Tens of thousands of opposition supporters marched in Venezuela on Saturday to pressure President Nicolás Maduro’s government before December 8 local elections after their leader denounced the pre-dawn arrest of an aide.
The vote for control of 335 municipalities will be the first big test of Maduro’s political strength after he narrowly defeated his opposition rival, Henrique Capriles, to win a presidential election in April.
Capriles told the main rally in the capital his national tours coordinator, Alejandro Silva, was taken at gunpoint from a Caracas hotel room by military intelligence agents and that he held Maduro responsible for the aide’s safety.
“Maduro, don’t be a coward! You want to put me in prison, come for me! I’m not afraid,” Capriles said to cheers from a crowd of 2,000 to 3,000 supporters, many wearing the blue, yellow and red of the Venezuelan flag.
With voters frustrated over surging inflation and product shortages, a major part of the government’s strategy has been a theatrical confrontation with business leaders that echoes the style of Maduro’s late mentor, Hugo Chávez.

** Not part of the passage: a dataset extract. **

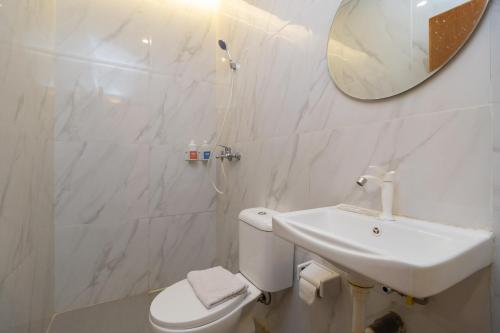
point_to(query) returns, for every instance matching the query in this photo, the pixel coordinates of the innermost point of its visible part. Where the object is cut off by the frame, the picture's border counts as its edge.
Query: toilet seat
(178, 308)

The authorities have ordered businesses to slash prices and people have flooded shops to take advantage of discounted items ranging from car parts to electronics and sports shoes.
Maduro said a new foreign currency exchange mechanism would be unveiled tomorrow, but gave no other details.
Many people who marched with the opposition said Maduro’s statist economic policies were the problem. “I’m not looking for home appliances,” said Celide Romero, a 79-year-old protestor. “I’ve been looking for milk for the last month and a half, but there isn’t any.”
Competing with the opposition rallies for local media headlines over the weekend is the latest move in what Maduro calls an “economic offensive,” with ministers leading inspection teams to check shopping malls nationwide.
The government charges that anyone who marched with the opposition was showing support for corrupt “speculators” who it blames for an annual inflation rate that neared 55% last month and a black market rate for dollars that has risen to some nine times the official level of 6.3 bolivars.